The EMA says the findings of Butler et al "were based on examination of a small number of pancreatic tissue samples obtained from organ donors with and without diabetes mellitus who died due to causes other than diabetes."

Also, the study itself had a number of methodological limitations and potential sources of bias, most importantly differences between study groups with respect to age, gender, disease duration, and treatments, "which preclude a meaningful interpretation of the results," the EMA states. And data from clinical trials do not indicate an increased risk of pancreatic cancer with these medicines, it concludes.

However, the EMA acknowledges that the number of events is too small to draw final conclusions. "Due to their mechanism of action (stimulation of beta-cell and suppression of alpha-cell function), some uncertainties remain with respect to the long-term effect of these medicines on the pancreas, and more data collection efforts are under way."

In the US, too, experts say that much longer-term data are needed to provide a definitive answer as to whether GLP-1-based drugs increase the risk of pancreatic cancer. Organizations, including the American Diabetes Association and Endocrine Society, agree and have called on pharmaceutical companies to be transparent with their data.

In the meantime, doctors are being urged to discuss the potential side effects of incretin-based therapy and the symptoms of pancreatitis with patients, especially those with other risk factors for the condition, and to balance the risks and benefits.
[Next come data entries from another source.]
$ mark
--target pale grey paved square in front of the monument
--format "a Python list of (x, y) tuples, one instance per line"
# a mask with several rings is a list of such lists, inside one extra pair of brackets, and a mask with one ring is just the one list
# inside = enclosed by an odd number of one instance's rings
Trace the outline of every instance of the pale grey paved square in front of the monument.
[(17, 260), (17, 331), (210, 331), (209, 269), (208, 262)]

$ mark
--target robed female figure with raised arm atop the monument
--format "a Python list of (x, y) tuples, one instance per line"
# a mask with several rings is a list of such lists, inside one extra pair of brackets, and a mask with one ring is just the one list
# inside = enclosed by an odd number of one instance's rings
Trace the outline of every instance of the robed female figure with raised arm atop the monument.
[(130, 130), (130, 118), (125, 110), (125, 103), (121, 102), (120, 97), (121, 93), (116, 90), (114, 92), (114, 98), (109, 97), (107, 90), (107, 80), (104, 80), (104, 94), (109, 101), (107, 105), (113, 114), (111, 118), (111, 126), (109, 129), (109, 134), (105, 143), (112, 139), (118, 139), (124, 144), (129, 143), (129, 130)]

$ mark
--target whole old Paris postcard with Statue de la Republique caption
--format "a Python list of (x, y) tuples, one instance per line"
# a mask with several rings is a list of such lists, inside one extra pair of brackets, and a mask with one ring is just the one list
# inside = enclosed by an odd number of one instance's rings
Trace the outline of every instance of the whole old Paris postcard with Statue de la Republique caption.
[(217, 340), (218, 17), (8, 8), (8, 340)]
EMA will harmonize warnings on pancreatitis

EMA says a small number of cases of pancreatitis with these agents have been reported in clinical trials, and a significant number of cases have been recorded through adverse-event reporting, "although these need to be interpreted cautiously."

These medicines already carry pancreatitis warnings in their product information, but the agency intends to harmonize the wording of these warnings across all GLP-1-based therapies in the EU, "so that patients and healthcare professional receive consistent advice."
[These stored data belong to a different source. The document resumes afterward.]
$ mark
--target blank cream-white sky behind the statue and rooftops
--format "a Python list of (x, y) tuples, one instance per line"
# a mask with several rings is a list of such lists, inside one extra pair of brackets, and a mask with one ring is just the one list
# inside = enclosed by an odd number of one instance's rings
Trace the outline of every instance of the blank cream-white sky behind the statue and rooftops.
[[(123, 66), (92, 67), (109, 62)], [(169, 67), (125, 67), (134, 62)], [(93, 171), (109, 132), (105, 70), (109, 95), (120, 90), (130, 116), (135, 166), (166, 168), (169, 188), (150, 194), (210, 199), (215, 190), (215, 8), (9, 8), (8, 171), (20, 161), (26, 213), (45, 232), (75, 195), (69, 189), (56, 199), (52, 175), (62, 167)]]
The EMA also points out that the marketing authorization holders of these medicines are closely monitoring them for adverse effects, including effects on the pancreas, and they regularly report their findings to the agency for assessment. "Marketing authorization holders will update the risk-management plans for these medicines accordingly," the agency states.

GLP-1-based therapies approved in the EU include exenatide (Byetta, Bydureon, AstraZeneca/Bristol-Myers Squibb), liraglutide (Victoza, Novo Nordisk), lixisenatide (Lyxumia, Sanofi), sitagliptin (Efficib, Januvia, Janumet, Ristaben, Ristfor, Tesavel, Velmetia, Xelevia, Merck), saxagliptin (Komboglyze, Onglyza, AstraZeneca/Bristol-Myers Squibb), linagliptin (Jentadueto, Trajenta, Boehringer Ingelheim/Lilly), and vildagliptin (Eucreas, Galvus, Icandra, Jalra, Xiliarx, Zomarist, Novartis).

EMA committee announces positive opinion on alogliptin

Also announced by the EMA today, the CHMP has issued a positive opinion on the DPP-4 inhibitor alogliptin, plus two fixed-dose combinations of alogliptin with metformin and pioglitazone, respectively, for the treatment of type 2 diabetes in adults.

The products, which will be marketed by Takeda Pharmaceuticals as Vipidia (alogliptin), Vipdomet (alogliptin/metformin), and Incresync (alogliptin/pioglitazone), require final approval from the European Commission, which typically follows CHMP recommendations within 60 days. The same three formulations of alogliptin were approved in January in the US and launched there last month as Nesina, Kazano, and Oseni, respectively, for adults with type 2 diabetes.